Um diário inquieto que mistura memória, dor, amor e indignação, buscando na escrita as peças que faltam para entender a si mesmo e o mundo ao redor.
Publicado 05/05/2025 16:48 | Editado 05/05/2025 16:49
O filho da costureira e do sapateiro escreve um diário aberto — não como As Veias Abertas da América Latina, de Galeano, mas próximas das pinturas de Frida, que, ao falar de si, falava do mundo. “Nunca pintei sonhos, só pintei a minha própria realidade”, dizia Frida Kahlo, temperada pelo seu tempo e pelas doses dos seus suspiros.
As realidades são distintas. Dores maiores ou menores não existem: existem dores. O filho da costureira e do sapateiro codifica em palavras espremidas como rupturas da vida; canto e grito se misturam, óleo e água se enfrentam. As borboletas se transformam em esperança em alguns momentos, porque nem tudo é tristeza.
Segundo a moça que encontra todas as quartas-feiras, por meia hora, numa sala de meia-luz e com um sofá confortável, “existe uma solução para tudo”.
O filho da costureira e do sapateiro descreve passagens e personagens que se encontram na encruzilhada dos seus percursos. Seus medos, seus gozos e os intervalos não vividos são escritos — não cabem dentro de si.
A flor vista apenas uma vez e a água do rio, que nunca é a mesma, entranha-se nas entrelinhas. Narros fôlegos e pedidos de socorro.
Escrevo manifestos e panfletos; hora ou outra, jogo poesia no redemoinho. Sou panfletário, incendiário, dramático — menos que a vida. Escrevo para criar desordem nos pensamentos e reordenar o olhar.
Falo das folhas das árvores que estão em frente à minha varanda e falo das crianças mutiladas da Palestina, que seguram seus olhos nas mãos.
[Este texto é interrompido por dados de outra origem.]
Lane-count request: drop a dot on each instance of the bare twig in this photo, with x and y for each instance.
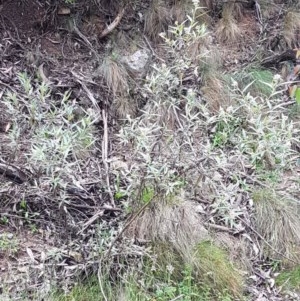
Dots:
(113, 25)
(105, 156)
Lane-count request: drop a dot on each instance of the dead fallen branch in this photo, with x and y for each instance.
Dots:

Pronuncio as noites molhadas de prazer e as noites em que me embolei na impaciência no fundo da rede, sem conseguir sonhar.
Junto às angústias e às indignações num balde de roupas sujas, para lavar na subjetividade das palavras. Não espere um escritor bem-comportado. Gosto de escrever com os dois pés em cima da cadeira: parte da cabeça a sete palmas do chão, e a outra brincando nas nuvens.
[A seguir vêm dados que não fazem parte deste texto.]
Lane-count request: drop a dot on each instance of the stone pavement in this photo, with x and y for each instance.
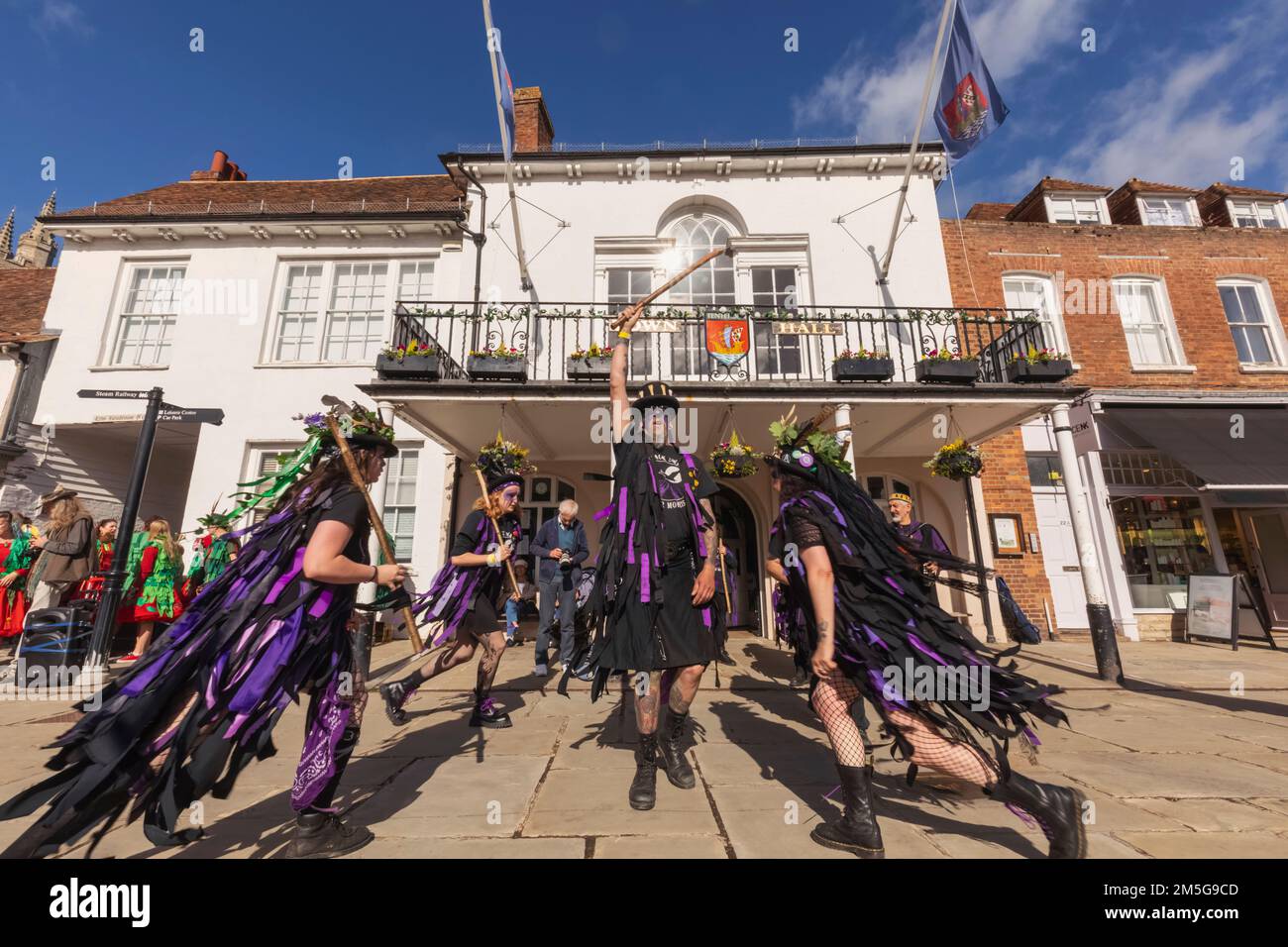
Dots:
(1189, 761)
Desesperem-se: não há uma linha reta, nem histórias completas. A razão e a emoção correm juntas, às vezes uma sobre a outra. Estendo um tecido de fragmentos, um quebra-cabeça que não peço para montar — faltarão peças. Por isso escrevo: porque faltam peças.
O filho da costureira e do sapateiro é o mesmo que, aos oito anos, fugia da escola e, aos cochilos, após a primeira a comunhão, bebe cachaça escondida embaixo da pia de lavar roupa. Que provou do fogo e das queimaduras, que correu sobre o telhado quebrando as telhas, que sonhou em voar quando era criança e andou de carona nos vagões dos trens, fez castelos de terra e rochas de gesso. É o mesmo que se sentiu sozinho nas noites mais movimentadas e que viu a desnutrição da renda neste mundo capital. É o menino que amou intensamente e logo descobriu que o amor é cheio de interrupções. O filho da costureira e do sapateiro joga pedaços de sua história num caldeirão cheio de outras narrativas, mas sem se conformar com escritas pré-moldadas.
A costureira e o sapateiro têm um filho que ainda precisa de abraços para escrever outros livros.